The Broncos have attempted to run more often as the season has progressed, and more emphasis has led to better results; their running backs have gained 304 yards on 63 carries the last two weeks after gaining 177 yards on 47 carries in the first two games.
One key area of improvement rests in the Broncos' ability to get first downs, Through four games, they've picked up one first down every 4.44 rushing attempts, the 10th-best ratio in the league. In the past two weeks, they've gained one first down every 3.32 carries, well above the league average of one first down per 4.79 carries.
2. Mental mistakes.
Fox: "A personal foul penalty knocked us out of field goal range and out of the scoring zone."
Fox refers to Knowshon Moreno's 15-yard unnecessary roughness penalty 76 seconds before halftime that appeared to knock the offense off-kilter on its last drive before halftime. Before Moreno's penalty, the Broncos had first-and-10 at the Philadelphia 26; afterward, they had first-and-10 at the Eagles 41, from which point Peyton Manning endured his only sack of the day.
The Broncos' penalty predilection hasn't mattered much, and their place in the league's middle third in terms of penalties assessed per game isn't going to draw much attention. But Moreno's penalty was the second unnecessary-roughness penalty in a one-minute span; Kevin Vickerson drew one on a punt play five snaps earlier. The Broncos have drawn five major penalties (15 yards, unless subject to half-the-distance enforcement) through four games; this puts them on pace for 20, one more than they had last year, but five fewer than they had in 2011.
3. Late letdowns.
Fox: "I think we've kind of gotten the start squared away. We kind of go into a little bit of a lull sometimes in the fourth quarter that we need to get worked out."

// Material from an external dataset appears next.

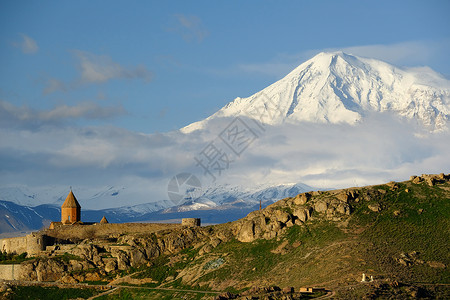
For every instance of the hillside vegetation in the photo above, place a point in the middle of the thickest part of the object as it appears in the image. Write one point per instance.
(397, 233)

He's not the only person in the Broncos' sphere to notice this. Last week, defenders like Wesley Woodyard pointed out their frustration with letting the Raiders score in the final moments of the 37-21 win on Sept. 23; the same frustration was evident after the defense.
"I mean, anytime you play with a lead, you've got to understand what teams are going to do," Woodyard said last week. "We've just got to play better in the fourth quarter. It doesn't matter if we have the lead or not. We've got to do our job."
A bit of a letup isn't a worrisome offense. Frankly, it's a byproduct of human nature. One can speak of ignoring the scoreboard, but the awareness of a bulge of three or more scores can take root on at least a subconscious level. But Woodyard knows the Broncos must try to avoid the trap.
"For me, I never look at it as us being up by 20 points. I try to look at it as being a 0-0 football game," he said. "We want to be one of the best defenses and that's something that we have to do. We have to be the best defense for four quarters, not three."
That doesn't mean you can't try to improve. At the minimum, the fourth-quarter touchdowns permitted to the Ravens, Raiders and Eagles offer evidence that the Broncos have yet to play a 60-minute game as they would like.
The pursuit of that will keep them humble, even as plaudits of their overall play, point differential and mind-boggling numbers roll in from all corners.